The Internet of Things (IoT) is already changing our lives in many dramatic, and subtle ways, including the first wireless pacemaker, the IntelliStreets "smart" light post I wrote about recently and the new city-wide nerve center IBM has built for Rio.
But something important has been missing until now: IoT hasn't captured the public's imagination yet because it hasn't been, well, you know... fun!
That's no longer the case, because of three young electronics experimenters in Australia, who have created the whimsically named Ninja Blocks.
They crowdsourced the money to get the product off the ground, wildly exceeding the goal of $24,000, raising $89,012!

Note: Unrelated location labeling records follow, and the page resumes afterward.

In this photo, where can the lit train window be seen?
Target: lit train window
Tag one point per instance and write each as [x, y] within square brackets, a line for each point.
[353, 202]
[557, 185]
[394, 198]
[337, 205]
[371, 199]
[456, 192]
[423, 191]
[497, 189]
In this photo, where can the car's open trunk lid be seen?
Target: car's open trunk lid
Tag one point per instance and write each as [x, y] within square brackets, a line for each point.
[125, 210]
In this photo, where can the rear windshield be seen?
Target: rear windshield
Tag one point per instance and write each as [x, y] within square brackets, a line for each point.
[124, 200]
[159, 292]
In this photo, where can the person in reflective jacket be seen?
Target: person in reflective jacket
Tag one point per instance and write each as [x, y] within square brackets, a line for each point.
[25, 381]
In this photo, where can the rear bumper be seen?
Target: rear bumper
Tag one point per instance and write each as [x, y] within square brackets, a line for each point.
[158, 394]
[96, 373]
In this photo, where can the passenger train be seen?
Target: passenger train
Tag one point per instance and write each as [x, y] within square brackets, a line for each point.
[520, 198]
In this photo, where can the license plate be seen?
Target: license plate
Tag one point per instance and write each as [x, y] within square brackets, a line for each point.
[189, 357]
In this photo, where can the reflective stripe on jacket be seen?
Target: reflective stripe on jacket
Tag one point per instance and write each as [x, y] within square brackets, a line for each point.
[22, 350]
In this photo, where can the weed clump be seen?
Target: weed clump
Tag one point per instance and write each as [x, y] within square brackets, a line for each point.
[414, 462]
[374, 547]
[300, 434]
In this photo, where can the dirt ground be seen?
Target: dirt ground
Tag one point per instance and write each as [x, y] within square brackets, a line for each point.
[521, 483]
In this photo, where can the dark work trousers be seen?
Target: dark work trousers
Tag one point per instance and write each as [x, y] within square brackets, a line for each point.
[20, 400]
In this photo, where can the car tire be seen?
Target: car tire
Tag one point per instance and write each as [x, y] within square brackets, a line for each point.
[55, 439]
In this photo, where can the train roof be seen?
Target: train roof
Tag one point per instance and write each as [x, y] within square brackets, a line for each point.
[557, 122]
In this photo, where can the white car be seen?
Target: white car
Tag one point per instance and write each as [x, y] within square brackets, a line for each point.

Hardcore experimenters have been able to play with the Internet of Things for a while using the increasingly cheap Arduino boards. But you still had to know a fair amount about electronics as well as programming to experiment with them.
Ninja Blocks is the Internet of Things for the rest of us.
The basic building block is a cute, palm-sized colorful plastic block, (see here) designed using open hardware, similar to the popular open software movement, so it will be easy for others to copy the guts of the machine. Each block plugs into your network using an ethernet cable (or, wirelessly, by Wi-Fi), and each of them includes a RGB LED to notify you that it has taken an action. Other ports will allow you to control lights, infra-red, relays, motors and other activators.
Each box contains an accelerometer & thermometer. You can also add 5 sensors (more to follow): light (to sense if a light has been turned on or off), humidity, distance (to measure when something comes close), motion, and a push button to turn things on or off.
Here's where the real fun -- and magic -- begins!
Instead of having to program the boxes, their actions are coordinated through a web service called the Ninja Cloud by simply creating "if then, then that"-style commands, or tasks, on your computer.
Each task is made up of triggers and actions. For example, if your baby cries, it will turn on a lamp in the hall (what sleep-deprived parent wouldn't appreciate that little assist?), or my favorite, "switch on your lava lamp whenever your friends are playing Xbox Live."
Ninja Cloud will initially be able to activate a range of popular web apps including Facebook, Twitter, Dropbox, Google Docs, SMS/Phone and Xbox Live, with more to be added soon.
Some of the initial suggested tasks are early steps toward the automated house, and valuable in their own right.
But I suspect that more important in the long run will be fooling around. I can imagine that when you host a party, the Ninja Block will quickly become the center of attention, and that it will spawn a new parlor game of suggesting funny things you could do by combining new triggers and actions. Invariably, some of them will probably be useful enough to spread among Block users.
There's probably a technological determinism about the increasingly rapid spread of the Internet of Things, because it can help reduce energy consumption and/or serve important goals such as reducing the cost of government services through better coordination.
But when the history of the IoT is written, I suspect Ninja Blocks will earn at least a footnote -- or perhaps if they become ubiquitous, a chapter of their own!